Царь головы | страница 55
– Что же это?
– Власть. Или искусство. Я хочу брать искусство. Настоящее, живое, а не то, которое кураторы вислоухим втирают. Настоящее, оно – те же деньги. Только лучше. Ему, настоящему, ни инфляция, ни дефолты, ни Страшный суд – всё нипочём. Оно всегда в цене. И цена эта растёт. Вот где капитал.
– А Мешок при чём?
– Так с ним, дорогой ты мой, я это самое искусство за малые деньги возьму. Вон, видишь его? – Услистый показал глазами на Ивана Пустового, который с бледным видом перекладывал белое вино коньяком. – Я ему три года стипендию платил, пока он в Германии ума набирался и ловил волну. Теперь мастерскую здесь, в Питере, ему снимаю и опять же стипендию даю, так сказать, на поддержание штанов. Поверь, он уже сейчас блистает. А что будет, если у него Мешок света окажется?

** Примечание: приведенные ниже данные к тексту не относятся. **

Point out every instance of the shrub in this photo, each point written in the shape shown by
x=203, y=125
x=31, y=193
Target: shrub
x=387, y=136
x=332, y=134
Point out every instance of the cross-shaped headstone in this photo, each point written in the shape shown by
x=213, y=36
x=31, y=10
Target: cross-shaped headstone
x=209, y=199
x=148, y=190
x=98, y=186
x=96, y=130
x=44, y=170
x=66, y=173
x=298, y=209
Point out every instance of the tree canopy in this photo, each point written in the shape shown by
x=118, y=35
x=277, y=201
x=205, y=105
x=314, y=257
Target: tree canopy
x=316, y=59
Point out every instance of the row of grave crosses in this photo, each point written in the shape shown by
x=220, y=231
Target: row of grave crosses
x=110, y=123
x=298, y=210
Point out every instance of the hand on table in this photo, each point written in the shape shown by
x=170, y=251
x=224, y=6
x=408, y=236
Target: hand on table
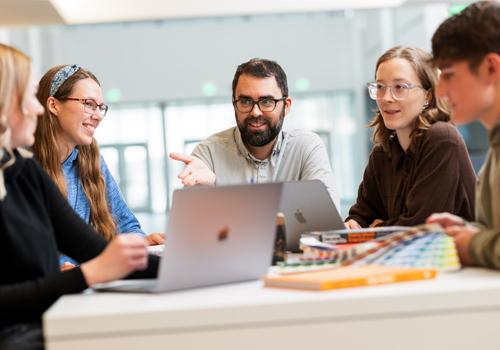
x=155, y=238
x=195, y=172
x=462, y=236
x=123, y=255
x=67, y=266
x=445, y=220
x=352, y=225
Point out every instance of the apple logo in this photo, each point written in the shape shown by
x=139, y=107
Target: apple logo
x=222, y=235
x=300, y=217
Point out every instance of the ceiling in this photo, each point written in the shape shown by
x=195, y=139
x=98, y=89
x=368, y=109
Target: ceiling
x=15, y=13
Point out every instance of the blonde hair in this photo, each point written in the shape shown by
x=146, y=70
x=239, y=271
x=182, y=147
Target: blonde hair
x=47, y=153
x=15, y=70
x=437, y=110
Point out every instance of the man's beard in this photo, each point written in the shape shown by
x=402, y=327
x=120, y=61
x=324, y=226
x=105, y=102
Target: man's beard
x=259, y=138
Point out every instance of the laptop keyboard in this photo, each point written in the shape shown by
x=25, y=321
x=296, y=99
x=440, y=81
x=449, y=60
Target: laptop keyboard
x=156, y=249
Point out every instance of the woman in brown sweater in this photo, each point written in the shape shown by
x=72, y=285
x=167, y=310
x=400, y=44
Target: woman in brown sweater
x=420, y=164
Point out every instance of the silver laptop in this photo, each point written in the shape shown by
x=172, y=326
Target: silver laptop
x=307, y=206
x=215, y=235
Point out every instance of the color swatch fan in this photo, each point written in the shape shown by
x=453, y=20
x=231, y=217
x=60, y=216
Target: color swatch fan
x=424, y=246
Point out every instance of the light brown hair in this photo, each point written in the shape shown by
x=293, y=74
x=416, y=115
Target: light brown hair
x=47, y=152
x=15, y=70
x=438, y=109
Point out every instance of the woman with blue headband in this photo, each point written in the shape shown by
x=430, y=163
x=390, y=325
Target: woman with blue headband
x=36, y=222
x=66, y=148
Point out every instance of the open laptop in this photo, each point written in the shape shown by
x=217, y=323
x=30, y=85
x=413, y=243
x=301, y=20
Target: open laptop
x=215, y=235
x=307, y=206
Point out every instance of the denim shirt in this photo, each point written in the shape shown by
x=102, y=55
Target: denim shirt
x=125, y=220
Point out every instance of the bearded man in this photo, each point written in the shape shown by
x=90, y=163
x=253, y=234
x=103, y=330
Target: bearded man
x=258, y=150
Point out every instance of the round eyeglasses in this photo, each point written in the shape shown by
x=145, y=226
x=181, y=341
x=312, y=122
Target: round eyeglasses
x=89, y=106
x=398, y=90
x=265, y=105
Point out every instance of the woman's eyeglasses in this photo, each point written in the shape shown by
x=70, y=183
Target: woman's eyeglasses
x=89, y=106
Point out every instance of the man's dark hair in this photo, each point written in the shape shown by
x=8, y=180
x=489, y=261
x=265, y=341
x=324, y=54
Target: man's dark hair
x=469, y=35
x=262, y=68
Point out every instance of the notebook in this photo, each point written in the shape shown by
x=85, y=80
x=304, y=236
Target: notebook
x=215, y=235
x=307, y=206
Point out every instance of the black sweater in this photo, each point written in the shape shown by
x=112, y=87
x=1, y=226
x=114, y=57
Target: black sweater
x=36, y=222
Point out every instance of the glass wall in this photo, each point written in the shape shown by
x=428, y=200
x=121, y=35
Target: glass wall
x=136, y=139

– Как же он у него окажется?
– Да очень просто, – удивился Услистый, – я ему и дам.
Невольно Никодимов посмотрел на карман, в котором Услистый держал кисет. Брюки не оттопыривались, как должны были, будь вещица там. Мешка света у Услистого не было. Тот заметил взгляд Никодимова и ухмыльнулся краем рта.
– А тебе-то что? – Никодимов комбинацию не понял.
– Балда ты, Андрюша, стоеросовая. Германия, мастерская, стипендия – это ж не за здорово живёшь всё. У меня с ним контракт подписан, честь по чести, ни один крючкотвор не докопается – сам составлял. И по контракту этому все его картины, которые он накрасит за десять лет, мне принадлежат. Все до единой.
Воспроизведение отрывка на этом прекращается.